そこで前に振り返って、『涅槃経』の御文の心の扱ひ方を見ると、宗祖の一心欲見仏の心の扱ひとは、大いに相違があると思はるる。章安の『疏』には、「唯善悪心」と解釈してある。

文の面ては、多聞と多解とに当ててあるやうに見ゆる。併ししながら善悪の頂上は、善は仏徳に帰し、悪は地獄に帰するのである。

 況「涅槃経」の文の元意は、菩提の進退により、不退心即ち菩提に進むものなれば、此不退勇猛の心は、取りも直さず、「一心欲見仏不自信身命」である。退心即散乱心、怯弱心臆病心である。「日蓮が弟子ハ臆病ニテハ叶フベカラズ」と仰せある。『涅槃経』の「諸仏諸師所謂法也」とある。即ち妙法に即する宗祖の御心、かの御心を我れ等の散乱心の師範として一生懸命に憑み奉るべきである。

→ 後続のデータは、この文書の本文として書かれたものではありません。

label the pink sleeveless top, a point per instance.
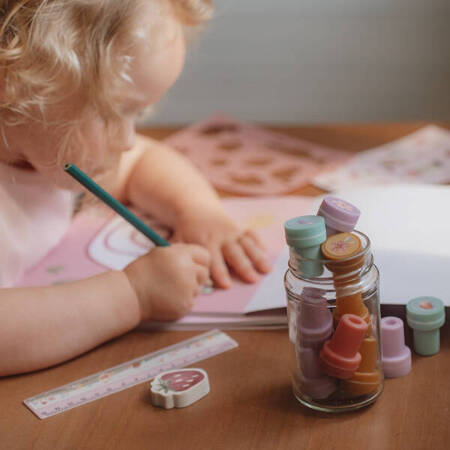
(33, 218)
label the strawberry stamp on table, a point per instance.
(179, 388)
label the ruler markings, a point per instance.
(129, 374)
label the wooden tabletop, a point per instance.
(250, 405)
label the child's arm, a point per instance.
(43, 326)
(165, 184)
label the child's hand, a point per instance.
(167, 280)
(227, 243)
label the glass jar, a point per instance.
(322, 305)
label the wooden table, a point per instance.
(250, 405)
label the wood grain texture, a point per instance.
(250, 406)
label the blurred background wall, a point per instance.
(309, 61)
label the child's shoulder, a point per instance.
(32, 221)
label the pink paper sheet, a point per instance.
(249, 160)
(75, 258)
(420, 157)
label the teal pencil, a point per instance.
(120, 209)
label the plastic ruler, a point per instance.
(130, 373)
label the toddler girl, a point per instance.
(74, 76)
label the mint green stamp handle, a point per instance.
(426, 315)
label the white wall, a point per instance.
(293, 61)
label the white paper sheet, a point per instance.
(409, 227)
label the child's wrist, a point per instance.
(130, 295)
(130, 273)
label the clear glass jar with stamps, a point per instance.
(334, 329)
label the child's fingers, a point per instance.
(219, 270)
(255, 237)
(256, 255)
(200, 255)
(239, 261)
(202, 273)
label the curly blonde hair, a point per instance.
(50, 49)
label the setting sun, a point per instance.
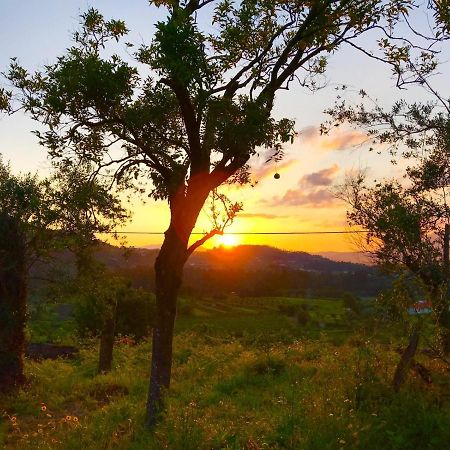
(228, 240)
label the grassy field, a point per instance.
(246, 375)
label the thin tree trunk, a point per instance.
(444, 313)
(13, 294)
(107, 339)
(406, 359)
(168, 276)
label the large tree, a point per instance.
(194, 122)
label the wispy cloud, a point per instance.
(267, 170)
(312, 190)
(324, 177)
(319, 198)
(337, 140)
(260, 216)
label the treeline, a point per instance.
(273, 281)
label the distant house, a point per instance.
(421, 307)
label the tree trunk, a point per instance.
(407, 357)
(185, 206)
(13, 294)
(107, 339)
(168, 276)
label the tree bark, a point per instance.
(168, 277)
(405, 362)
(107, 339)
(13, 294)
(185, 208)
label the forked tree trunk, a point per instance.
(169, 265)
(13, 293)
(107, 339)
(406, 359)
(168, 277)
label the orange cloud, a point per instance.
(324, 177)
(319, 198)
(260, 216)
(337, 140)
(266, 170)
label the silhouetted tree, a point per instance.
(196, 120)
(24, 220)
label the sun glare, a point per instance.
(228, 240)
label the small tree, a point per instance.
(204, 111)
(85, 207)
(24, 220)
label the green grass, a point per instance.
(245, 376)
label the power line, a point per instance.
(287, 233)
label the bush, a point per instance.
(135, 314)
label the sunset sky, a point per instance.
(37, 31)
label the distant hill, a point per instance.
(354, 257)
(264, 257)
(248, 257)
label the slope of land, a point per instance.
(247, 375)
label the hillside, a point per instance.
(252, 257)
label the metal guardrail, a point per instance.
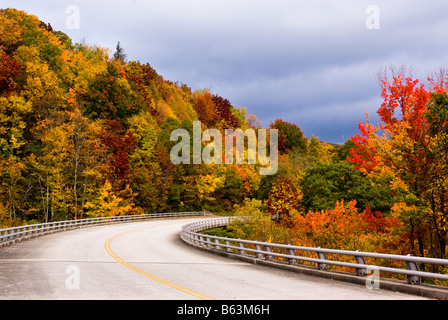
(13, 235)
(264, 250)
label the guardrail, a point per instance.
(13, 235)
(264, 250)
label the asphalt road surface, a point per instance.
(148, 260)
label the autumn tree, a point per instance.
(290, 136)
(399, 149)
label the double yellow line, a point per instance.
(146, 274)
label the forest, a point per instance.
(85, 132)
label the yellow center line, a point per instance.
(146, 274)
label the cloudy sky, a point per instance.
(313, 63)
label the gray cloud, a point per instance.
(313, 63)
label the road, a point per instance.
(148, 260)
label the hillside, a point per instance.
(86, 133)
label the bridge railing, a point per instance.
(16, 234)
(263, 250)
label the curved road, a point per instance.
(148, 260)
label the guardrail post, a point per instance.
(268, 256)
(292, 252)
(412, 266)
(241, 251)
(322, 265)
(217, 245)
(258, 254)
(209, 245)
(227, 246)
(362, 272)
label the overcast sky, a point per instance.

こう云ふことちやで、決して宗祖の御引用は『涅槃経』の私意と少しも相違せぬ。寧ろ甚深秘奥に取り扱はれてあるのではないか。末法辱世の我れ等の身には、一層親味に痛切に感ずるのである。いや是非とも、必死に念頭に懸けて忘するべからざる、ありがたき御金言である。